If the Center involves clinical research, are the plans for 1) protection of human subjects from research risks, and 2) inclusion of minorities and members of both sexes/genders, as well as the inclusion of children, justified in terms of the scientific goals and research strategy proposed?
Environment. Will the scientific environment in which the work will be done contribute to the probability of success? Are the institutional support, equipment and other physical resources available to the investigators adequate for the Center proposed? Will the project benefit from unique features of the scientific environment, subject populations, or collaborative arrangements?
NIH considers the following in evaluating Center grant applications:
In addition to the above review criteria, the following criteria will be applied to applications in the determination of scientific merit and the priority score.
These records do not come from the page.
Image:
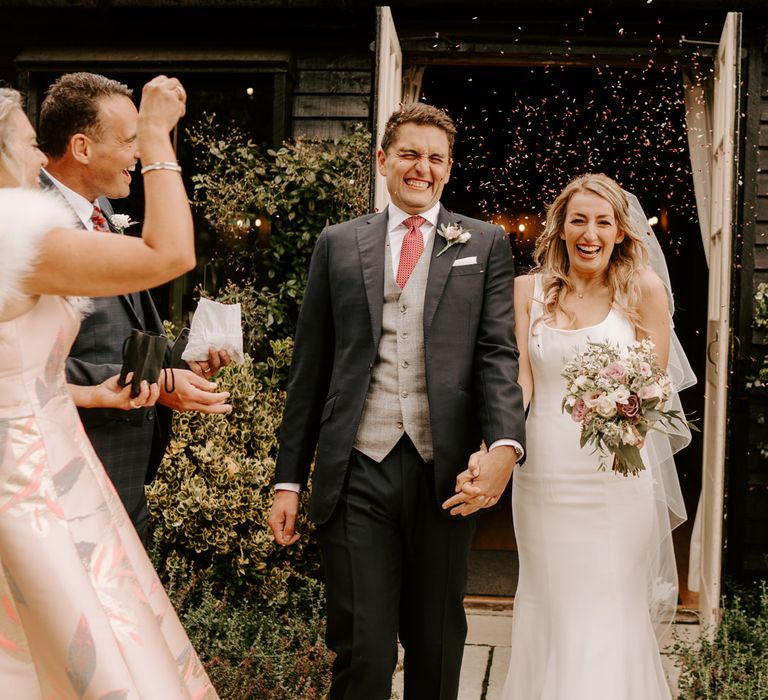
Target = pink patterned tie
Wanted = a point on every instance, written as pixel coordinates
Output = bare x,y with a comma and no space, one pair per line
99,221
413,246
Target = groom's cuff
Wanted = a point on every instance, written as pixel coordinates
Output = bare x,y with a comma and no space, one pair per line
510,443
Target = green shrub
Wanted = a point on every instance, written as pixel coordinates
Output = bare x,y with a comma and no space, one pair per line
210,500
734,664
294,191
252,652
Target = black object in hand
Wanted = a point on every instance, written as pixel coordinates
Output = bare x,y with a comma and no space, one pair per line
144,355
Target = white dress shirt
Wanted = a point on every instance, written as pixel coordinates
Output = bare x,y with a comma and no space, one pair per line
83,208
396,231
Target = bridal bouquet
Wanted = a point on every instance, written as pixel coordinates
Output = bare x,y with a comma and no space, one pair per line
618,396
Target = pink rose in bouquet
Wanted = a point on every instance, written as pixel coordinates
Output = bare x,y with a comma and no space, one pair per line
617,396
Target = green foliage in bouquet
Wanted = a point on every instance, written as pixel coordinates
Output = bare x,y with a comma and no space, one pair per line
294,191
732,665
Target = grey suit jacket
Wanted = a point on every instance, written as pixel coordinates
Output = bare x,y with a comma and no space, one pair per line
471,356
130,444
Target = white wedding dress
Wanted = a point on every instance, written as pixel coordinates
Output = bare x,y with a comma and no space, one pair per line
581,627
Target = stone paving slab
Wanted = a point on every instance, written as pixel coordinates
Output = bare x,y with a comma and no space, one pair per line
487,650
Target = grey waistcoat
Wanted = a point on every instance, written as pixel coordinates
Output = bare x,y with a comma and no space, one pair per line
396,402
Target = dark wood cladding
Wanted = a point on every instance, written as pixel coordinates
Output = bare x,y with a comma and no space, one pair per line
747,499
333,92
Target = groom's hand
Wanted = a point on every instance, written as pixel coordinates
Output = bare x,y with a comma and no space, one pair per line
482,484
282,517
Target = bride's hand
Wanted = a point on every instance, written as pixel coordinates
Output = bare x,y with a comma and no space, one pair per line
473,466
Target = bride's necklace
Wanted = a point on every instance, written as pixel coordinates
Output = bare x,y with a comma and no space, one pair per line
580,294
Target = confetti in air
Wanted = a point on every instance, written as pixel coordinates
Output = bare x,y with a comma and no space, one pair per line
525,132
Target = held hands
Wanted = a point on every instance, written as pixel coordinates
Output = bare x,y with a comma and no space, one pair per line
111,394
484,480
216,360
192,393
282,517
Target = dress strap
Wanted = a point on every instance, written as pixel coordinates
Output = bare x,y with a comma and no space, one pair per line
537,302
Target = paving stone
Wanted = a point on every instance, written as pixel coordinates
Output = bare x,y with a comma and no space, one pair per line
473,671
492,629
498,673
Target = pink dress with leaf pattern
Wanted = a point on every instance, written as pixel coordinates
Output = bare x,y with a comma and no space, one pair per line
82,612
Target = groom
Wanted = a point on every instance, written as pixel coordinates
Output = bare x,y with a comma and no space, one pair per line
404,361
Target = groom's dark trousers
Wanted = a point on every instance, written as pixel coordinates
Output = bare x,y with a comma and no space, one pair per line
387,547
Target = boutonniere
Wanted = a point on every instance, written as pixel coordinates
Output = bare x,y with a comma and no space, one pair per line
453,234
121,222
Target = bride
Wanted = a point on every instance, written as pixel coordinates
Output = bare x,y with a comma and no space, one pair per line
83,613
597,574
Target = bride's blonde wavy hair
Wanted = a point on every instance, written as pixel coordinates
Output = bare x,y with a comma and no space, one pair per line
628,257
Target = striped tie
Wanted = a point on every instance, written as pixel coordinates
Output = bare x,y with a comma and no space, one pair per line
413,247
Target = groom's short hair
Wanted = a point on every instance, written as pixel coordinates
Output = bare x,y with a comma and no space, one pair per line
423,115
71,106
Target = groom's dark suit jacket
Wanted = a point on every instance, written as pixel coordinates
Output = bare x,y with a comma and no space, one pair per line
130,444
471,356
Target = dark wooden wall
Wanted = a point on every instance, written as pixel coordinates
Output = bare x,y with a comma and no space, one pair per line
747,492
332,92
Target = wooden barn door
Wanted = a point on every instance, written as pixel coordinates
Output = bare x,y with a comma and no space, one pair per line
388,92
724,178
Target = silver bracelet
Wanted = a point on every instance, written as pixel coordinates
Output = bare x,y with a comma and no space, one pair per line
162,165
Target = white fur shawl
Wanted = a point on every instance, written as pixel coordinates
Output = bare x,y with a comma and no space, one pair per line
25,216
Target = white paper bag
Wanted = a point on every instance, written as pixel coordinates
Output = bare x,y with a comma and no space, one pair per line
215,326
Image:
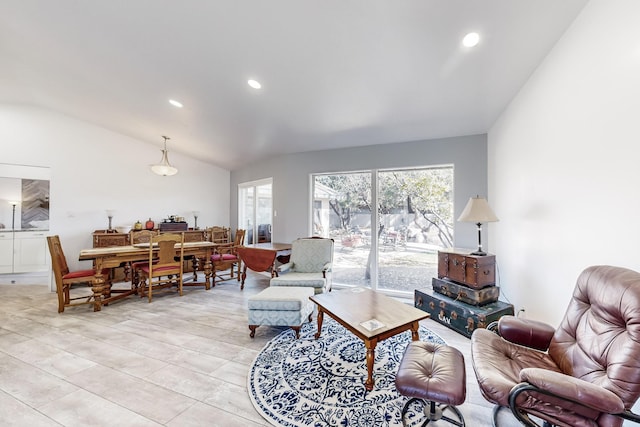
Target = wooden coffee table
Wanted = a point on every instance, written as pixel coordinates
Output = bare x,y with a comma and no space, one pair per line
369,315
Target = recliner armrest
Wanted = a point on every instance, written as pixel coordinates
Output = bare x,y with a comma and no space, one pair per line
526,332
285,267
574,389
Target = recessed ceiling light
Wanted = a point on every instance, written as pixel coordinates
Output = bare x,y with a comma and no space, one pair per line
471,39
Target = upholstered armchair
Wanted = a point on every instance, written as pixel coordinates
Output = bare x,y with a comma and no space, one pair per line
310,265
584,373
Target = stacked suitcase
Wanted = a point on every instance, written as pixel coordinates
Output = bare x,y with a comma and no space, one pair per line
464,296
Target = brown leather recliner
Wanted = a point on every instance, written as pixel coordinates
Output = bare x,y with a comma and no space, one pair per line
585,373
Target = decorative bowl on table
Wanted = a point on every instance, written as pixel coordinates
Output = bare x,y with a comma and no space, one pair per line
123,229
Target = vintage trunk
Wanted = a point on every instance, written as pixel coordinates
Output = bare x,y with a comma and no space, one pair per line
464,293
475,271
460,317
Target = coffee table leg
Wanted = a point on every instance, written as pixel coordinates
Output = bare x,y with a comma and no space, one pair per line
320,318
371,356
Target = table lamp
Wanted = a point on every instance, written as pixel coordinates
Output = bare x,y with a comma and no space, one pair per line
478,211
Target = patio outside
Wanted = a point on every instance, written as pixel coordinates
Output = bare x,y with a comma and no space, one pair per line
413,219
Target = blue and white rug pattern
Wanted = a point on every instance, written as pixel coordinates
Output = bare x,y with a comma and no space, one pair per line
309,382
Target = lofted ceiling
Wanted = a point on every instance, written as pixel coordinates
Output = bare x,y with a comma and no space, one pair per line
334,73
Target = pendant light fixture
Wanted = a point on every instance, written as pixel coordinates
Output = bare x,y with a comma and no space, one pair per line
164,168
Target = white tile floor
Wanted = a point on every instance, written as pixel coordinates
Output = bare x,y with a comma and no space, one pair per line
179,361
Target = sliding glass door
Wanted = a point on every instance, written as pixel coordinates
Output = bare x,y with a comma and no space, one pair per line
254,210
391,247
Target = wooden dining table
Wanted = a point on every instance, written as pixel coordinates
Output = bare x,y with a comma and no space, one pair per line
114,256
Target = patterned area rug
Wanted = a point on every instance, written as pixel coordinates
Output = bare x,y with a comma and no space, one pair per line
309,382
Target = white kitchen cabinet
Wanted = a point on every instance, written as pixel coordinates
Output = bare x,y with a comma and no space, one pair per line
6,252
23,252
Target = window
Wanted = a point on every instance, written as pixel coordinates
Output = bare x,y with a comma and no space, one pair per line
254,210
394,246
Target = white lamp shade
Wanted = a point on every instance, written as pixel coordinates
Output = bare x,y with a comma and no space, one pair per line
164,168
477,211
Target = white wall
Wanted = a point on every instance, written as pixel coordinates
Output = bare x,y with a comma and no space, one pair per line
93,169
564,163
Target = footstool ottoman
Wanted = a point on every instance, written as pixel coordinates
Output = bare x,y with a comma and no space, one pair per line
280,306
435,375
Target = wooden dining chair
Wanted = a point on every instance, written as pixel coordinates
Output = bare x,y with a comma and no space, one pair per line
137,237
164,268
226,258
65,278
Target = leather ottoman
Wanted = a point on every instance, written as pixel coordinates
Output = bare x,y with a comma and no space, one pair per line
434,374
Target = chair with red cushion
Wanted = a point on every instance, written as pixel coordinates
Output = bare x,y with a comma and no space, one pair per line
139,237
167,271
65,278
226,258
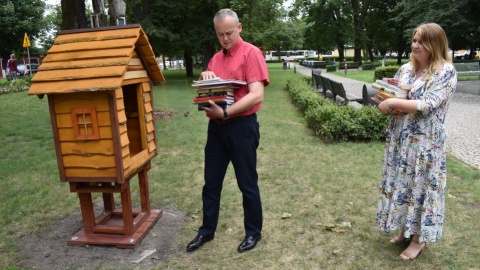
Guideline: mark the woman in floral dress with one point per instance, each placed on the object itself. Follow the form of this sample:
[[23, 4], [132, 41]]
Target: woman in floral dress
[[414, 178]]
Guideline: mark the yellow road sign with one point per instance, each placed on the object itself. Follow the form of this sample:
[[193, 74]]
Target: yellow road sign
[[26, 41]]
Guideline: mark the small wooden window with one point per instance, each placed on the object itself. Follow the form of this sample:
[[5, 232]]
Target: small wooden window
[[85, 124]]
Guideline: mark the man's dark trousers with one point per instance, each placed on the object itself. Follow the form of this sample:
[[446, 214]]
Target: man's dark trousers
[[235, 141]]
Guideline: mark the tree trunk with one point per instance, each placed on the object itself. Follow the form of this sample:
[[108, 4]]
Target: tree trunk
[[209, 51], [99, 11], [73, 14], [188, 59], [116, 9]]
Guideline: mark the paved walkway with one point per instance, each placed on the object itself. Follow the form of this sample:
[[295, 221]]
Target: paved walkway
[[463, 117]]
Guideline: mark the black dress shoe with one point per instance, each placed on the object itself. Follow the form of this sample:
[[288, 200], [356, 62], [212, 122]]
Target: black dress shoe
[[249, 243], [198, 241]]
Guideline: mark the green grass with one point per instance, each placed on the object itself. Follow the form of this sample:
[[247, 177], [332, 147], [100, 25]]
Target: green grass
[[320, 185]]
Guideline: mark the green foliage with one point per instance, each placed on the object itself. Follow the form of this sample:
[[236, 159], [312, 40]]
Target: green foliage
[[335, 123], [17, 85], [370, 66], [331, 68], [18, 17], [385, 72]]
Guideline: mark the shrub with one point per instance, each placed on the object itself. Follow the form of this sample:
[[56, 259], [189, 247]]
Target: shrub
[[16, 85], [385, 72], [334, 123], [331, 68], [370, 66]]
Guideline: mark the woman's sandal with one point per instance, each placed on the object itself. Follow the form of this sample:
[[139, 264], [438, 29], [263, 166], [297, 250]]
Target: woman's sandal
[[409, 253], [399, 239]]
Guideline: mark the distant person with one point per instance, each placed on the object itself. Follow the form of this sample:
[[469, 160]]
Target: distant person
[[414, 176], [12, 66], [233, 133]]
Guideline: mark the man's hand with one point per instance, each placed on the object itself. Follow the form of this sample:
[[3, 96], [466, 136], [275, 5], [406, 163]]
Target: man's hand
[[215, 111], [206, 75]]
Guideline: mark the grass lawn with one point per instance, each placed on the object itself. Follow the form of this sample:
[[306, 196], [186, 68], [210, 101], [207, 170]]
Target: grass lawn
[[319, 200]]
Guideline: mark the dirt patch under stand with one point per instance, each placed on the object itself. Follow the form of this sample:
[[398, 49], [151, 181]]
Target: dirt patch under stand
[[49, 250]]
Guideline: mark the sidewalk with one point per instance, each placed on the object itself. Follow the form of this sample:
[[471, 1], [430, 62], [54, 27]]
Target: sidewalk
[[463, 124]]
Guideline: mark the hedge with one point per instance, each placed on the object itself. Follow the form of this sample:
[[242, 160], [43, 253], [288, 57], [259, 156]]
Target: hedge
[[332, 122], [16, 85], [385, 72]]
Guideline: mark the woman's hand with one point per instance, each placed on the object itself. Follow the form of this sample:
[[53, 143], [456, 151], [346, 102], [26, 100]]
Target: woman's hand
[[387, 107]]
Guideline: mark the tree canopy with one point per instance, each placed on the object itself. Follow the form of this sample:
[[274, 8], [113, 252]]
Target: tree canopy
[[18, 17]]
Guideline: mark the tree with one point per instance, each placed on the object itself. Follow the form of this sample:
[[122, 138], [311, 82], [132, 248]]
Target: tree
[[73, 14], [18, 17], [331, 26]]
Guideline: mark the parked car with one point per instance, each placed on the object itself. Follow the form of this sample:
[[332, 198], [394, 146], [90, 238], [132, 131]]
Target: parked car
[[25, 70], [461, 55]]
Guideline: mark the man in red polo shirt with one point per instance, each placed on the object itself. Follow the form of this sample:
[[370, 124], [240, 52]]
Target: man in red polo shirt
[[233, 133]]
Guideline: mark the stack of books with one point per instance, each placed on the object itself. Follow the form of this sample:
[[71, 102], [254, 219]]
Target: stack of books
[[217, 90], [388, 89]]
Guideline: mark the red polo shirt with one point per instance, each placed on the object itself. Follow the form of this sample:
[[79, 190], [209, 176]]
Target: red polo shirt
[[245, 62]]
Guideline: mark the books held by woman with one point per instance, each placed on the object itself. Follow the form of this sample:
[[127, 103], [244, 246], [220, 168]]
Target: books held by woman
[[390, 88]]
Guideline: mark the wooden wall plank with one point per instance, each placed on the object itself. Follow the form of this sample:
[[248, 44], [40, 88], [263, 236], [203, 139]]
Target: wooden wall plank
[[65, 103], [81, 172], [90, 63], [124, 139], [150, 127], [135, 74], [64, 120], [148, 107], [98, 35], [93, 161], [88, 55], [93, 45], [120, 104], [78, 74], [135, 62], [151, 146], [122, 118], [99, 147], [74, 86], [66, 134]]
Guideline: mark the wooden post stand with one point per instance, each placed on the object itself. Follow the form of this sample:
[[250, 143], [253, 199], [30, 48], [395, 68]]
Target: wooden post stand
[[122, 227]]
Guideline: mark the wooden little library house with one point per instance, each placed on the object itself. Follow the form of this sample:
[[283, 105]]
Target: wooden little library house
[[99, 88]]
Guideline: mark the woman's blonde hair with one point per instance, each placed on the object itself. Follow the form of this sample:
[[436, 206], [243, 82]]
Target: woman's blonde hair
[[435, 41]]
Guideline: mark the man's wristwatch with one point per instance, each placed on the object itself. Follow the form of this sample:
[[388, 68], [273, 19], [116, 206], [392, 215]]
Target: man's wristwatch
[[225, 115]]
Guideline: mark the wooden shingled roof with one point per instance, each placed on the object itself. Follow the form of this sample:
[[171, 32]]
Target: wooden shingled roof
[[97, 59]]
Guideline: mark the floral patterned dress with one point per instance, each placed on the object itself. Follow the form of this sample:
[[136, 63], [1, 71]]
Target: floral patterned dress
[[414, 175]]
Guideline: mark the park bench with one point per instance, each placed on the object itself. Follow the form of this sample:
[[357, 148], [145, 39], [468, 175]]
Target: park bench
[[339, 90], [349, 65], [467, 68], [331, 89]]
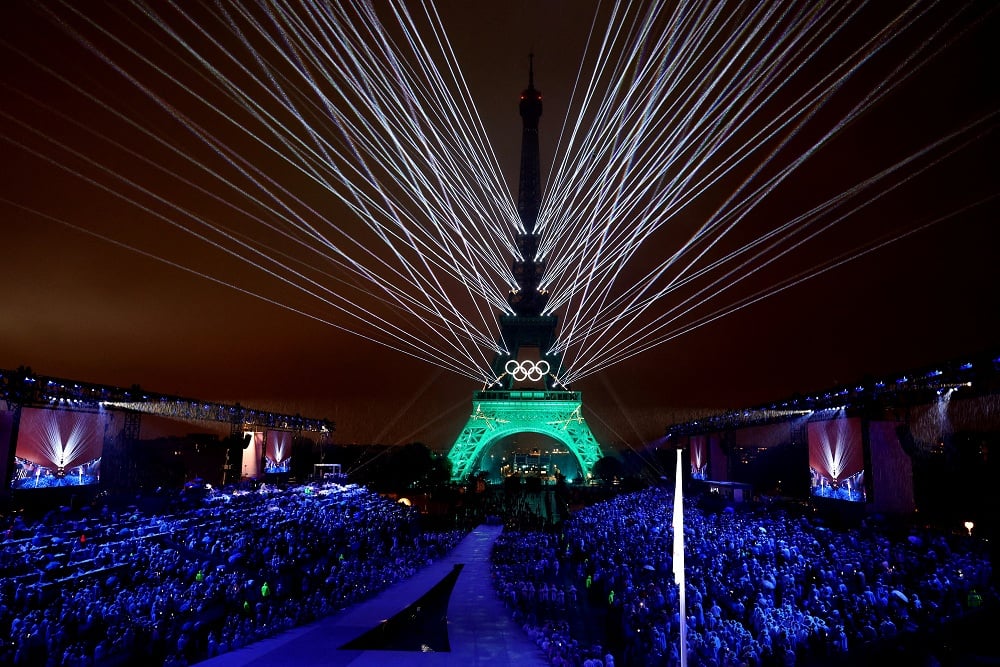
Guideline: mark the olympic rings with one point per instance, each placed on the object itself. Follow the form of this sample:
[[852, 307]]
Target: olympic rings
[[527, 369]]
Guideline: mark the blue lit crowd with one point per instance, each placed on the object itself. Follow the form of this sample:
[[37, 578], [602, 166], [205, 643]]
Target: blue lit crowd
[[765, 586], [130, 587]]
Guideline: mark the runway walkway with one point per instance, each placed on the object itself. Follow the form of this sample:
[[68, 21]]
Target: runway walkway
[[480, 630]]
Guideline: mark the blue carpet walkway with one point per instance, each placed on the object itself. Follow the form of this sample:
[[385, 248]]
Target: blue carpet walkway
[[480, 628]]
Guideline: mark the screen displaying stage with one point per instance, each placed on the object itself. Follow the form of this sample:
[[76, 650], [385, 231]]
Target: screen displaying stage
[[836, 459], [278, 455], [58, 448]]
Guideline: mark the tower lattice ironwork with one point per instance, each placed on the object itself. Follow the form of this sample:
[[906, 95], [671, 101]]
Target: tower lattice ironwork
[[526, 395]]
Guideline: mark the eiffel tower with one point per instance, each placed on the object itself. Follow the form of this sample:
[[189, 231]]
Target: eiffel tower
[[526, 395]]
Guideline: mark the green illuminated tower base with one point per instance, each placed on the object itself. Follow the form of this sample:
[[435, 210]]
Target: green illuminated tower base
[[497, 414]]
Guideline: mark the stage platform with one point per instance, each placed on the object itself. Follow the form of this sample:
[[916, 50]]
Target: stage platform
[[480, 629]]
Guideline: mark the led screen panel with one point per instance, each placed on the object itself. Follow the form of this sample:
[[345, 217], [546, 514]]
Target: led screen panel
[[836, 459], [58, 448]]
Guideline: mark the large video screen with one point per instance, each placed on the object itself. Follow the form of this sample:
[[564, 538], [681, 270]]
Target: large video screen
[[836, 459], [58, 448], [278, 454], [699, 457]]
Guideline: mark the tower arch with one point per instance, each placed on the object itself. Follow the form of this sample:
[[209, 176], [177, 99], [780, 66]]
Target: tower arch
[[498, 414]]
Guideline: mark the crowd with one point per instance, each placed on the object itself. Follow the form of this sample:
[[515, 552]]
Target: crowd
[[765, 586], [107, 587]]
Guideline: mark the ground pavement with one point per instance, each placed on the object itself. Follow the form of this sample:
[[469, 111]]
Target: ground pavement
[[480, 629]]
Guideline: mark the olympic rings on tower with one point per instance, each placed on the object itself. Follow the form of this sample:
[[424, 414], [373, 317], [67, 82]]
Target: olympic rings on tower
[[527, 369]]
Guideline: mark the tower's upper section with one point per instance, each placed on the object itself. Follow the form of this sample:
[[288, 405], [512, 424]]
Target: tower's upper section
[[528, 300], [530, 185]]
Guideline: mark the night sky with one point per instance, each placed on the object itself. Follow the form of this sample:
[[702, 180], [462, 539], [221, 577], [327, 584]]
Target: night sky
[[81, 307]]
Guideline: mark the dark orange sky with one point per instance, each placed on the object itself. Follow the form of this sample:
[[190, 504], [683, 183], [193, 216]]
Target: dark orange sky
[[82, 307]]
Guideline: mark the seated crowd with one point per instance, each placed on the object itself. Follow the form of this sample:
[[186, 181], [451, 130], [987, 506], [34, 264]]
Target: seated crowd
[[764, 586], [108, 588]]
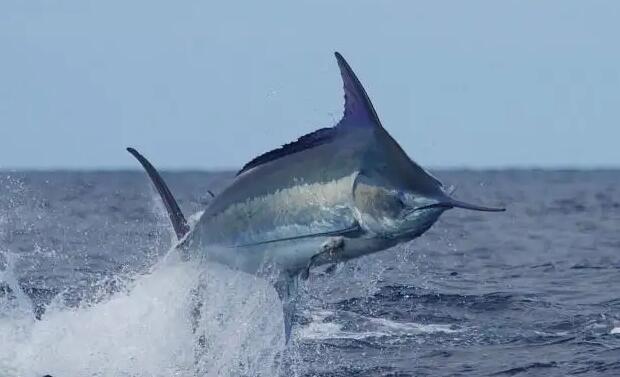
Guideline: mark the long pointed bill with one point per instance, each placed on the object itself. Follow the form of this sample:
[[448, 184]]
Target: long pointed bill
[[453, 203], [458, 204]]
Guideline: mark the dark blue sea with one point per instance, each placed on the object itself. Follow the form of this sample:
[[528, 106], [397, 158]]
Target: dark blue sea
[[89, 287]]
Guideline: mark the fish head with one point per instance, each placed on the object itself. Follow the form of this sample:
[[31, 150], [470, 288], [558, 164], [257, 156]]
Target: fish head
[[396, 198]]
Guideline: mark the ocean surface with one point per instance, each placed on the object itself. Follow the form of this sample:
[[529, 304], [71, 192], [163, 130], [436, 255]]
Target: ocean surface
[[89, 287]]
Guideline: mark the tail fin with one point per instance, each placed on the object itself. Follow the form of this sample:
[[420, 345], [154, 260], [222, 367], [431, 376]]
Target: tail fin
[[174, 212]]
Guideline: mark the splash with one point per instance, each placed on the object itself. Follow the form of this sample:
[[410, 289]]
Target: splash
[[149, 328]]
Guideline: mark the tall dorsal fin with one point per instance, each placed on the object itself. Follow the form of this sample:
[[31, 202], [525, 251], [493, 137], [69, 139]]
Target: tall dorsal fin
[[357, 105], [358, 111]]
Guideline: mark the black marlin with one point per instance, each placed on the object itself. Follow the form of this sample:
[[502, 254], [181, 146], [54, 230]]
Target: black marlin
[[335, 194]]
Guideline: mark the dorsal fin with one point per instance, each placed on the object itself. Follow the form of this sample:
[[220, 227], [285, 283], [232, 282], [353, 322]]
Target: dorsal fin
[[308, 141], [174, 212], [357, 105], [358, 111]]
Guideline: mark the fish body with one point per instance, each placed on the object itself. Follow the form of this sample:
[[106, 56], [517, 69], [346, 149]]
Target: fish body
[[333, 195]]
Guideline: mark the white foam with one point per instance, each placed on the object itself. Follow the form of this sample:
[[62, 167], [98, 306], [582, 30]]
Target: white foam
[[319, 328], [146, 330]]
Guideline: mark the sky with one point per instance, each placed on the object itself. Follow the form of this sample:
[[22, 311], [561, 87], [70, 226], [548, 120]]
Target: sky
[[210, 85]]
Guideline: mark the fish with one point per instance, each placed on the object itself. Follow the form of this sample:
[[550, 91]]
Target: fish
[[333, 195]]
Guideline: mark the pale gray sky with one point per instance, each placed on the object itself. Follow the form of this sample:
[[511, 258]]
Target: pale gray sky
[[197, 84]]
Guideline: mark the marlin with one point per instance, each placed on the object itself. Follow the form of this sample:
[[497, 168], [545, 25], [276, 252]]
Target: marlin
[[333, 195]]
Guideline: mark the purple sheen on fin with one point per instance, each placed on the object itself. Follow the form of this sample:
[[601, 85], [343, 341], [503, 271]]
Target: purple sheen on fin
[[358, 112], [357, 105]]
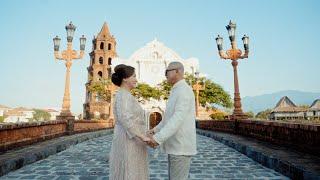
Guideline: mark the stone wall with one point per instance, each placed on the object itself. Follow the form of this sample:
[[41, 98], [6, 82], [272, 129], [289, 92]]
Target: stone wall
[[303, 137], [17, 135]]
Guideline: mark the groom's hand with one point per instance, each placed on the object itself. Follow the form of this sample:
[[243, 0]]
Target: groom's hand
[[152, 143], [150, 132]]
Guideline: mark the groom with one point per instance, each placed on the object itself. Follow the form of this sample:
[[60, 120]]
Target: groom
[[176, 133]]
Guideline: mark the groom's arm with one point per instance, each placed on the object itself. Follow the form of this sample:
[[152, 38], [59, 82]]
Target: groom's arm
[[173, 124]]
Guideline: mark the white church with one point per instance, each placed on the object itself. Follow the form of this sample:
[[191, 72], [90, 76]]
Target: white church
[[150, 63]]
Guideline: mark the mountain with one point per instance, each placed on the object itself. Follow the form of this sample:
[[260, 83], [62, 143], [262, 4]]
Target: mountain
[[265, 101]]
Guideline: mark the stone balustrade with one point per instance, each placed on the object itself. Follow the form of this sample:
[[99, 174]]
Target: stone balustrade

(A) Review Criteria for Overall CCNE Evaluation
1) Overall Significance: Does the proposed CCNE address an important cancer problem with the application of an innovative nanotechnology-based solution? What is the likelihood that the proposed CCNE will ultimately lead to the development of translational, clinically worthy solution(s) to prevention, diagnosis, or therapy of cancer? Will the proposed CCNE have a significant impact on the broader field of biomedical nanotechnology applications (beyond cancer)?
2) Overall Approach: How well does the proposed CCNE take advantage of multidisciplinary approaches to promote and advance both discovery and application of innovative nanotechnology solution(s) to important cancer problem(s)? Are the overall research goals, experimental design, methods, and capabilities sound and well developed? Are effective mechanisms in place to foster strong collaborative interactions and promote “cross-fertilization” among investigators (and participating institutions) representing both oncology/cancer biology and applied nanotechnology/engineering/physical sciences? Is the involvement of clinicians in the proposed preclinical studies sufficient to support the development of nanotechnology-based solution(s) to the point where rapid translation into clinical trials is achievable? Will these goals be advanced through a meaningful participation of a commercial entity?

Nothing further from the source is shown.